Notice that Lynn only painted in about a foot on either side of the fridge as her fridge is inset in the cabinets and that part won’t show. You can choose to do it all if you wish.
After two coats it has texture and you can start to see the grain of the paint.
Final coat done.
Handles were sanded and primed before the Stainless Steel paint was brushed on.
Just to be real, Lynn shared a couple of runs, so be sure to check for that as you are moving along.
Clear Top coat rolling on.
Tada! Here’s the finished fridge after 3 coats of Stainless Steel paint and 2 clear topcoats.
I think it looks amazing and could not believe the transformation. I had my doubts, but am a believer now!
Lynn ordered an opaque gray window film to put on the dispenser panel.
They can still see the writing behind, but it really does finish things off. I know Lynn learned a lot by taking on this project and she is really happy she did. I’ll share more of her thoughts below and tips for doing this yourself to get a durable finish!
The Liquid Stainless Steel directions are excellent as they provide you with a video. I highly recommend watching the video at least twice (we always miss something the first time around!) and then follow their instructions to the T.
- On the back of the box there’s a section titled: “Additional items you may need” — (1) fine sandpaper (2) painter’s tape (3) “Static cling film” which I bought on Amazon as you don’t need it until the painting is complete (4) Philips head screw driver, or some other instrument which will help remove the screws from the refrigerator handles. Be sure to get these items and a Water Based Primer to use on the handles and any other plastic parts. They recommend Zinsser Bulls Eye 1-2-3 — I bought a small can at Home Depot.
- Shake the can of stainless steel paint very well AND stir with the stick provided. There are actual particles of stainless steel in the paint and it’s imperative to mix thoroughly.
- Pour only what you need into your paint pan. Oh and buy those plastic inserts for the pan that make clean up a breeze because you toss them in the trash when finished.
- Very lightly coat the roller and use up and down motions — you DO NOT want any drip marks! This will only cause more work later — remember the sand paper? You use that to scrape off your mistakes!
- Cover an area and immediately use the foam squeegee first in an upward motion and then from the top down. This is the tool which provides the “faux” stainless steel look. You also have to remove the excess paint from the squeegee each time you use it, just scrape on the side of the paint pan. Check thoroughly for drips!!!! Use the little foam brush in a downward motion mimicking the squeegee to get rid of the drips.

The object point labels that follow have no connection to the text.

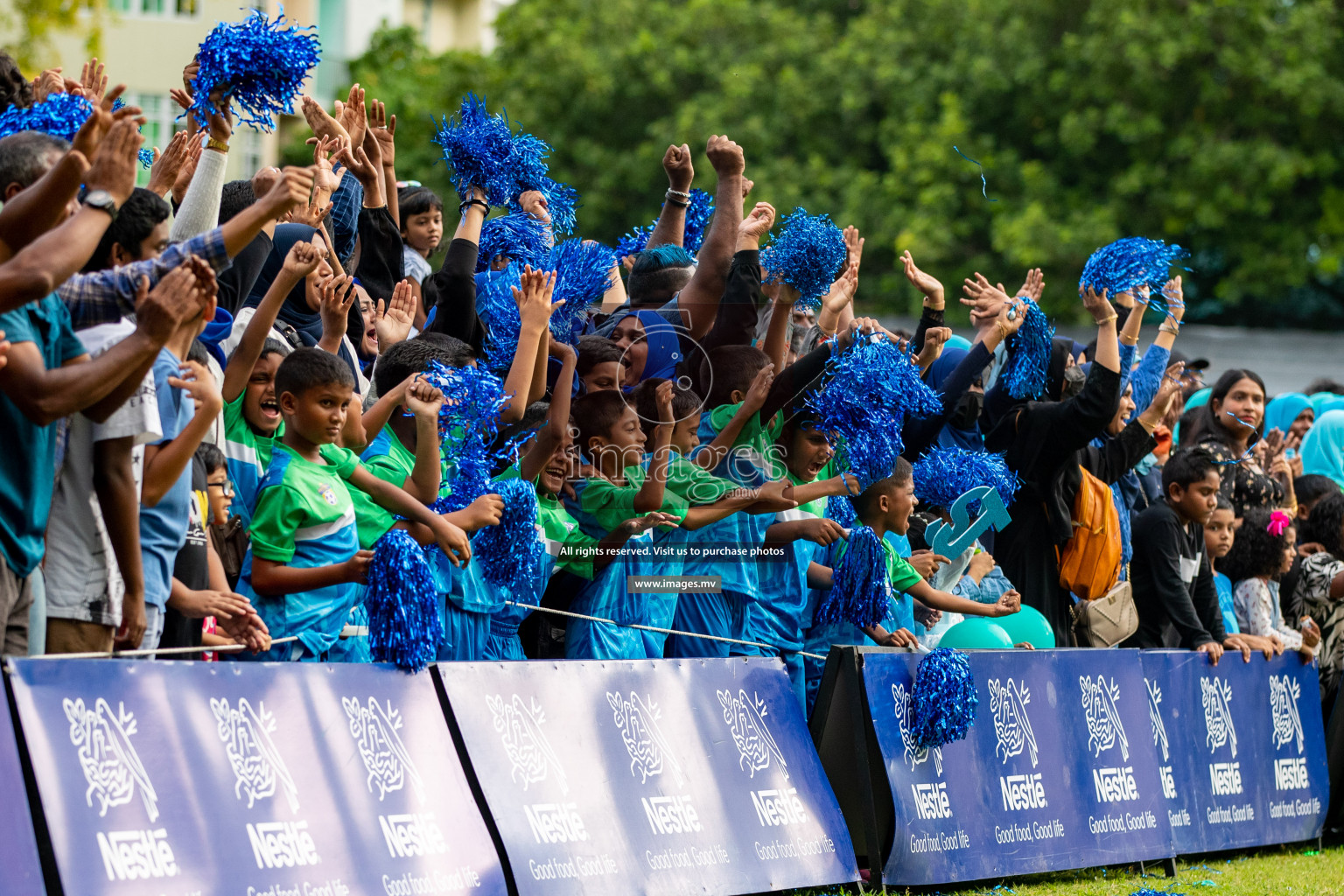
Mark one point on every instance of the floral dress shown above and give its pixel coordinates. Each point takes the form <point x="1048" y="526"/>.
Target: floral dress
<point x="1245" y="484"/>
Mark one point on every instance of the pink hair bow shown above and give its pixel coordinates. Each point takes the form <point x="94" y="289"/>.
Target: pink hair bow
<point x="1278" y="522"/>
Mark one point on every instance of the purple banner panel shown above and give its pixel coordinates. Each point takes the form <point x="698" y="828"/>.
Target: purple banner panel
<point x="250" y="780"/>
<point x="649" y="777"/>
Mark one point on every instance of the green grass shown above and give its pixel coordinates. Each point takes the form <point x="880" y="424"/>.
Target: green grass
<point x="1265" y="872"/>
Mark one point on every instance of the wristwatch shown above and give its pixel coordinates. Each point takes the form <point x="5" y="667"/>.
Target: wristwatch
<point x="102" y="200"/>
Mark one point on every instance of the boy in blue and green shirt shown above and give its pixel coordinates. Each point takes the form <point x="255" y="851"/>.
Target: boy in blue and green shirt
<point x="304" y="566"/>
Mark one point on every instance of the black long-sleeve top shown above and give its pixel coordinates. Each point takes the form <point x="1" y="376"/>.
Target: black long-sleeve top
<point x="1173" y="584"/>
<point x="920" y="434"/>
<point x="452" y="291"/>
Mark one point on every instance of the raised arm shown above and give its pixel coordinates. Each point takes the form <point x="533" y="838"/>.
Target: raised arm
<point x="699" y="300"/>
<point x="671" y="225"/>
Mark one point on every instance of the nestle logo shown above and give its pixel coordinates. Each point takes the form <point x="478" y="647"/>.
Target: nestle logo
<point x="779" y="806"/>
<point x="413" y="835"/>
<point x="283" y="844"/>
<point x="932" y="801"/>
<point x="1291" y="774"/>
<point x="1115" y="785"/>
<point x="135" y="855"/>
<point x="1022" y="792"/>
<point x="1226" y="778"/>
<point x="671" y="815"/>
<point x="556" y="822"/>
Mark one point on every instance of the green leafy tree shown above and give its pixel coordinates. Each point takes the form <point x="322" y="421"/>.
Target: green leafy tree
<point x="1200" y="122"/>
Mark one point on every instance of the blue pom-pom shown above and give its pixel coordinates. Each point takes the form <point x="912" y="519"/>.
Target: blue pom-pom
<point x="1130" y="262"/>
<point x="561" y="200"/>
<point x="1028" y="354"/>
<point x="499" y="312"/>
<point x="258" y="63"/>
<point x="944" y="699"/>
<point x="697" y="220"/>
<point x="402" y="604"/>
<point x="807" y="254"/>
<point x="478" y="147"/>
<point x="468" y="424"/>
<point x="60" y="115"/>
<point x="872" y="389"/>
<point x="860" y="590"/>
<point x="582" y="276"/>
<point x="634" y="242"/>
<point x="509" y="552"/>
<point x="947" y="473"/>
<point x="840" y="509"/>
<point x="518" y="235"/>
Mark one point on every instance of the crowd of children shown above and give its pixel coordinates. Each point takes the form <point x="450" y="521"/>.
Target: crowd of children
<point x="225" y="398"/>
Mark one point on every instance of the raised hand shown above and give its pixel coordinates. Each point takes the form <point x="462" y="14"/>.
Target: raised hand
<point x="726" y="156"/>
<point x="321" y="124"/>
<point x="168" y="164"/>
<point x="1033" y="284"/>
<point x="676" y="163"/>
<point x="353" y="115"/>
<point x="93" y="80"/>
<point x="985" y="301"/>
<point x="385" y="132"/>
<point x="115" y="164"/>
<point x="760" y="388"/>
<point x="338" y="294"/>
<point x="1097" y="305"/>
<point x="304" y="258"/>
<point x="536" y="205"/>
<point x="534" y="298"/>
<point x="173" y="298"/>
<point x="757" y="223"/>
<point x="1008" y="604"/>
<point x="290" y="190"/>
<point x="200" y="386"/>
<point x="927" y="284"/>
<point x="394" y="318"/>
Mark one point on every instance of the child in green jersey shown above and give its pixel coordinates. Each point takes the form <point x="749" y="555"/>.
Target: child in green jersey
<point x="304" y="564"/>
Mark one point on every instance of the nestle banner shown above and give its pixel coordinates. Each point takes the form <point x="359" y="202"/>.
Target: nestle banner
<point x="250" y="780"/>
<point x="1057" y="773"/>
<point x="1242" y="748"/>
<point x="649" y="777"/>
<point x="22" y="873"/>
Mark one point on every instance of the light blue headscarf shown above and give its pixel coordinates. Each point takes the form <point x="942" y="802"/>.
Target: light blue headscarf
<point x="1323" y="449"/>
<point x="1284" y="410"/>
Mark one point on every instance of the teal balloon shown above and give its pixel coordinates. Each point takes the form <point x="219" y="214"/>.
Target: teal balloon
<point x="973" y="634"/>
<point x="1030" y="626"/>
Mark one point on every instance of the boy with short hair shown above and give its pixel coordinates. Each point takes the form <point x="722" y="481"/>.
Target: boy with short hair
<point x="1171" y="575"/>
<point x="304" y="564"/>
<point x="1219" y="534"/>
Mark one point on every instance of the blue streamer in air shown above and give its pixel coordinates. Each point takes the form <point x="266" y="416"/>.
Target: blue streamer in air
<point x="258" y="63"/>
<point x="984" y="185"/>
<point x="807" y="253"/>
<point x="1028" y="354"/>
<point x="518" y="235"/>
<point x="944" y="699"/>
<point x="872" y="389"/>
<point x="509" y="552"/>
<point x="860" y="592"/>
<point x="402" y="604"/>
<point x="582" y="276"/>
<point x="947" y="473"/>
<point x="60" y="115"/>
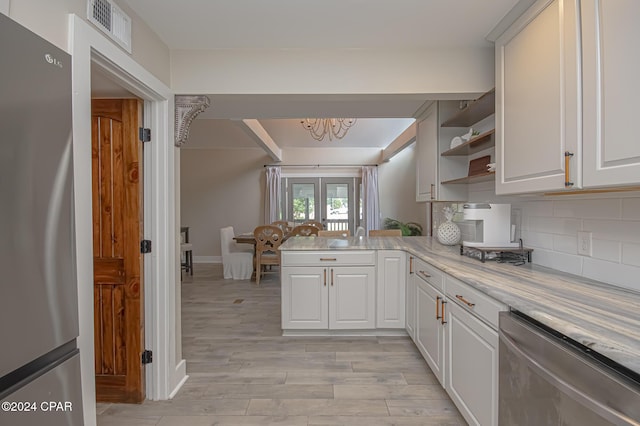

- Once you complete the first coat you have to wait at least an hour for drying. Cover your painting tools with plastic wrap to prevent them from drying out, this will save you time from rinsing the paint out each time.
- Follow the same process for the top coats.
- I removed the handles, sanded and applied the primer. It was difficult using the roller on the handles so I applied the paint with the small foam brush which worked very well using two coats of paint and two coats of top coat.
The cool thing is even after applying three coats of paint there’s plenty left over for those missed areas and may not find until a friend comes to visit… easy to do with the small foam brush, just use the up and down motion process.
You will be amazed with the result! I am thrilled I took the time and did not spend an extra $2k on a new stainless steel refrigerator! As an update to this post, Lynn is getting ready to replace this refrigerator, since it is finally giving her some problems internally, but she got years of use by painting her old fridge!
Are you as amazed as I am with this project? I think Lynn did a fabulous job and I’m so glad I was able to get her a kit to use. As I mentioned, I was totally skeptical about this and really hoped that Lynn wouldn’t regret using this kit, but I’m a total believer now and think this is a great way to save a white refrigerator from being cast-off for a new one. This product may be available at your local home improvement store.
Would this be something you’d ever try yourself?
I’m happy to share projects on my blog that I feel anyone can do themselves and you know I’m all about saving money when we can!